As in all statistical process involving a survey, the results of the Esane system can be affected by sampling errors, coverage errors, non-response and measurement errors.

However, as we will see in the following paragraphs, in principle, none of these potential sources of errors leads to a significant bias on the results.

The French business register has no under coverage problems, and the use of external administrative information allows us to deal with the problem of over coverage.

A complex data editing process – based on selective editing combined with micro-editing for the data editing carried out on a continuous flow basis during the production process supplemented by a final output editing process – aims to reduce as much as possible the significant measurement errors.

Imputation procedures – imputation by historical information, failing that by class imputation means or medians – and reweighting procedures are used to deal with missing units/items, both in survey and administrative data. We try also to minimise the non-response in the survey, thanks to the mandatory character of the survey and to a strict follow-up procedure.

Finally, the use of a complex adjustment procedure – involving the non-response adjustment steps already mentioned, a winsorization procedure and a calibration on margins based on administrative data – and calculating aggregates by simple sum using jointly survey and administrative data tends to reduce as much as possible the non-response bias and to improve the accuracy of the statistics on the main variables of interest.

The change in method from a specific estimator to a simple sum leads to zero variance. However the new estimators are biased (although we try to reduce this bias - see above).

 

13.2. Sampling error

Data transmitted are produced by combining both administrative data and survey data, such as the variables ENT, EMPL, TOVT and AV.
We therefore have exhaustive data for these variables (and so the variables SPL_CVG, SPL_RT, SPL_SZ, WRP_RT and  NW_RPRT are not applicable).

A few variables are only provided from the survey.

Starting with the reference year 2016, the survey is drawn by stratified simple sample random sampling of enterprises. Except for the biggest groups, which are manually profiled and for which data are directly collected at the enterprise level, data are still collected on legal units, with the following rule: when an enterprise is selected, then all legal units within this enterprise will be surveyed (so, from the legal unit point of view, the sample design can be seen as a two-stage cluster sampling). Automatic algorithms allow then to obtain consolidated data at the enterprise level, based on the data collected at the legal unit level. A Neyman allocation under local precision constraints is applied (in the sampling frame of enterprises) in order to optimise the accuracy of the estimation of the total turnover, both at the global level and by activities (with enterprises concepts).

Few months after the drawing of the sample, the delineation of the enterprises are updated thanks to the application of the weight share method (See Fizzala EESW 2019)

Sample survey is combined with administrative sources.

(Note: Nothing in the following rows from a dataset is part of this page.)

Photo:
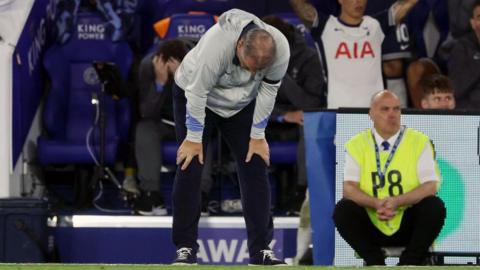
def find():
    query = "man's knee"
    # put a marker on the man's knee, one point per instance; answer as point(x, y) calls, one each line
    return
point(344, 210)
point(432, 206)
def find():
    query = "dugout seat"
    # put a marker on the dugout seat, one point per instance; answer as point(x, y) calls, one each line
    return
point(68, 113)
point(293, 19)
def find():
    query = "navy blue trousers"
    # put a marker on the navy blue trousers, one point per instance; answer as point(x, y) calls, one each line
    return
point(253, 179)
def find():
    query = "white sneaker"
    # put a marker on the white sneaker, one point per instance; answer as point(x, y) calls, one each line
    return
point(130, 185)
point(232, 206)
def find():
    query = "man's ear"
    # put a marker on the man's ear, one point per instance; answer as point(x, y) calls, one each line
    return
point(423, 103)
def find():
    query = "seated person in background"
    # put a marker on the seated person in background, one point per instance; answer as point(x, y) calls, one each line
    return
point(395, 52)
point(155, 125)
point(464, 65)
point(438, 92)
point(415, 72)
point(390, 171)
point(302, 88)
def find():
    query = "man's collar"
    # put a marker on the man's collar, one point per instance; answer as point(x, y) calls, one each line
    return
point(379, 139)
point(247, 28)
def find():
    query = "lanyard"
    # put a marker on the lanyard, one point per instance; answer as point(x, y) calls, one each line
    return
point(381, 173)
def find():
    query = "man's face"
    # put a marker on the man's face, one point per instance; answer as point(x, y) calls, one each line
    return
point(438, 100)
point(246, 62)
point(385, 114)
point(164, 70)
point(475, 20)
point(353, 8)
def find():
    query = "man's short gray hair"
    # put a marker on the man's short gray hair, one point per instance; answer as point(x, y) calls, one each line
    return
point(260, 45)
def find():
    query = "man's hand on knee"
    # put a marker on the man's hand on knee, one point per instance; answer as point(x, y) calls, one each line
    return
point(259, 147)
point(187, 151)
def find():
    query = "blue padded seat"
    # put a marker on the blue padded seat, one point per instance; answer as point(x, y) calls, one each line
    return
point(68, 112)
point(283, 152)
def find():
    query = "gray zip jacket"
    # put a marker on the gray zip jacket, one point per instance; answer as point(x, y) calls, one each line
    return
point(212, 78)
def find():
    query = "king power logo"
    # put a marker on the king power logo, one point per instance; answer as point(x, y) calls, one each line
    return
point(91, 31)
point(229, 251)
point(194, 31)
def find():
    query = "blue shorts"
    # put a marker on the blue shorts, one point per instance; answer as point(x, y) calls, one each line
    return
point(396, 44)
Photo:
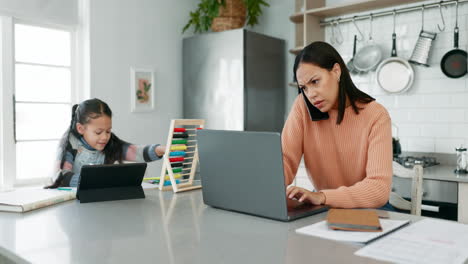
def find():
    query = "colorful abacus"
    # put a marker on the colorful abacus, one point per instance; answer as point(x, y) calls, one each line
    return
point(181, 158)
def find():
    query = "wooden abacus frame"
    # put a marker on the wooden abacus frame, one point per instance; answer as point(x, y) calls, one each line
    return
point(188, 185)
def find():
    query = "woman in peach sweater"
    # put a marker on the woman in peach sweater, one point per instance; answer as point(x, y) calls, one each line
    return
point(343, 134)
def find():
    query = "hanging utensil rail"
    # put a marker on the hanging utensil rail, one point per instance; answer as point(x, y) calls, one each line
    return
point(390, 12)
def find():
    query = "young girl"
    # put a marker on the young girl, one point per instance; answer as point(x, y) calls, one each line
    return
point(89, 140)
point(343, 134)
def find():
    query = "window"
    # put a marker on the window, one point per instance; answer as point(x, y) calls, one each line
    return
point(42, 88)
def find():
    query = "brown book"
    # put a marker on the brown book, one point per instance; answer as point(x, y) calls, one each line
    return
point(353, 220)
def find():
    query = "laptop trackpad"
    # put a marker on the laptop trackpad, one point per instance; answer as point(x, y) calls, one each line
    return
point(297, 207)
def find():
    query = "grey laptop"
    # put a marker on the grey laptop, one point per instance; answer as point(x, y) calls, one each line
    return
point(243, 171)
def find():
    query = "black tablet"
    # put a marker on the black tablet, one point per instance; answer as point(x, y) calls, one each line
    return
point(111, 182)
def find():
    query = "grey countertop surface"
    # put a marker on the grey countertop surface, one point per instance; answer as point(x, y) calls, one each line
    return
point(444, 173)
point(163, 228)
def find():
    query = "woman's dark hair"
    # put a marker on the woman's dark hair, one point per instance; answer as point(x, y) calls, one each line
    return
point(325, 56)
point(82, 113)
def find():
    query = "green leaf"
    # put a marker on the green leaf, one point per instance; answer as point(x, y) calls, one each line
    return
point(202, 17)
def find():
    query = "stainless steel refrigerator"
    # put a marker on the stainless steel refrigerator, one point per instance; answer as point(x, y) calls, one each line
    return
point(235, 80)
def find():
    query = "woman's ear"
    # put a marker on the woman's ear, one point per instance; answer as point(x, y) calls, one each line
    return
point(336, 70)
point(80, 128)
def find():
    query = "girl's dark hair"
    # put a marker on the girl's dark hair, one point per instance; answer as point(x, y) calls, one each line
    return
point(82, 113)
point(325, 56)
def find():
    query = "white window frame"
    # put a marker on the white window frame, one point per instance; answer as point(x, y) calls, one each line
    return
point(8, 178)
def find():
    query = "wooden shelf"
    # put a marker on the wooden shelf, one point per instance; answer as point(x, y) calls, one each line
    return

The use of a complex adjustment procedure – involving the non-response adjustment steps detailed in §13.3, a winsorization procedure to deal with outliers and a calibration on margins based on administrative data – and the calculation of aggregates (by simple sum) using jointly survey and administrative data tends to reduce as much as possible the non-response bias and to improve the accuracy of the statistics on the main variables of interest.

The change in method from a specific estimator to a simple sum leads to zero variance. However the new estimators are biased (although we try to reduce this bias - see above).

 

13.3. Non-sampling error

Methods for taking into account the unit non-responses:

 - In the survey, the unit non­ response is taken into account by two different ways:

  • in the take all part of the sample, an imputation procedure is used, mainly based on past responses of the business. If the firm is new in the sample, mean imputation procedures are used, except for categorical data, imputed through random hot-deck method. The adjustement cells used for mean or hot-deck imputations are shaped according to industry and employment size classes. For big businesses, informations from their public reports are also used;
  • in the take‑some part of the sample, the « RHG model » weighting procedure is used. The RHGs are defined with the CHAID algorithm applied to various auxiliary variables explaining the response mechanism. The minimum size of each RHG is fixed to 100, in order to ensure estimation of response probability robustness. RHG should also contain at least 10 % of respondents, to avoid a too strong dispersion of the weights after non-response adjustments.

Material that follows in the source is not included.